Abstract
Purpose
This study aimed to evaluate the clinical significance of toxin positivity and toxin gene load, and the relation between them in the broad spectrum of Clostridium difficile infection (CDI) including colonization, significant diarrhea, and severe disease.
Methods
We included 2671 fecal samples submitted for CDI diagnosis and 180 samples from healthy individuals. The clinical spectrum was categorized as category I (toxigenic C. difficile positive without clinical CDI criteria), category II (mild CDI), and category III (severe CDI). Clinical parameters were compared based on toxin EIA and tcdB C t values. C t values of tcdB PCR for predicting toxin EIA positivity were assessed using receiver-operating characteristic (ROC) curves.
Results
The median C t values of tcdB PCR and toxin positivity were not significantly correlated with clinical spectrum of CDI (27.5, 28.2, and 26.1 for tcdB C t and 55.0, 56.6, and 60.9% for toxin EIA positivity in category I, II, and III, respectively, P > 0.05). There were significant differences in the tcdB C t values between toxin EIA-positive and -negative groups (P < 0.001).
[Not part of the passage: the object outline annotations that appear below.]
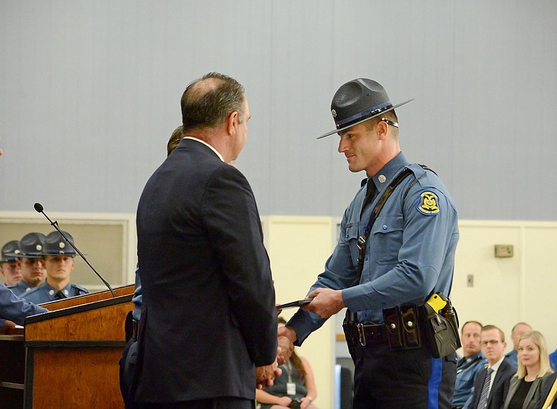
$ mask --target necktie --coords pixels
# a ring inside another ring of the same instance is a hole
[[[362,211],[366,207],[373,201],[375,195],[377,194],[377,189],[375,187],[375,184],[373,183],[373,179],[370,177],[368,179],[368,190],[366,191],[366,199],[363,200],[363,205],[361,207]]]
[[[485,409],[487,407],[487,396],[489,394],[489,383],[492,381],[492,373],[493,369],[487,368],[487,374],[485,376],[485,380],[483,382],[482,393],[480,395],[480,403],[478,404],[478,409]]]

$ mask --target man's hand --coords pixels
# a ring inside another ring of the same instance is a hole
[[[316,314],[321,318],[329,318],[346,307],[340,290],[318,288],[308,294],[308,298],[313,298],[311,303],[300,308]]]
[[[10,328],[15,328],[15,322],[6,320],[6,323],[4,323],[3,326],[1,328],[1,329],[0,329],[0,334],[6,335],[6,334],[8,334],[8,331],[10,330]]]
[[[285,335],[278,335],[278,355],[276,357],[279,365],[288,362],[294,351],[294,344]]]
[[[277,348],[277,353],[278,348]],[[278,367],[276,359],[270,365],[257,367],[256,368],[256,377],[257,379],[257,388],[262,389],[269,386],[273,386],[273,381],[276,376],[280,376],[283,371]]]

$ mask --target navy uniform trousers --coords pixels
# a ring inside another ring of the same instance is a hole
[[[450,409],[456,353],[434,358],[425,347],[354,349],[354,409]]]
Optimal cutoff for the tcdB C t value for estimating toxin EIA positivity was 26.3 with 79.3% sensitivity and 83.6% specificity with good area under the curves (AUC, 0.848).
Conclusions
The C t values successfully predicted toxin EIA positivity and could be used as a surrogate for toxin EIA positivity in the diagnostic algorithm and routine analysis. Further studies are needed to validate the clinical significance of tcdB PCR C t value in toxigenic C. difficile colonization and infection.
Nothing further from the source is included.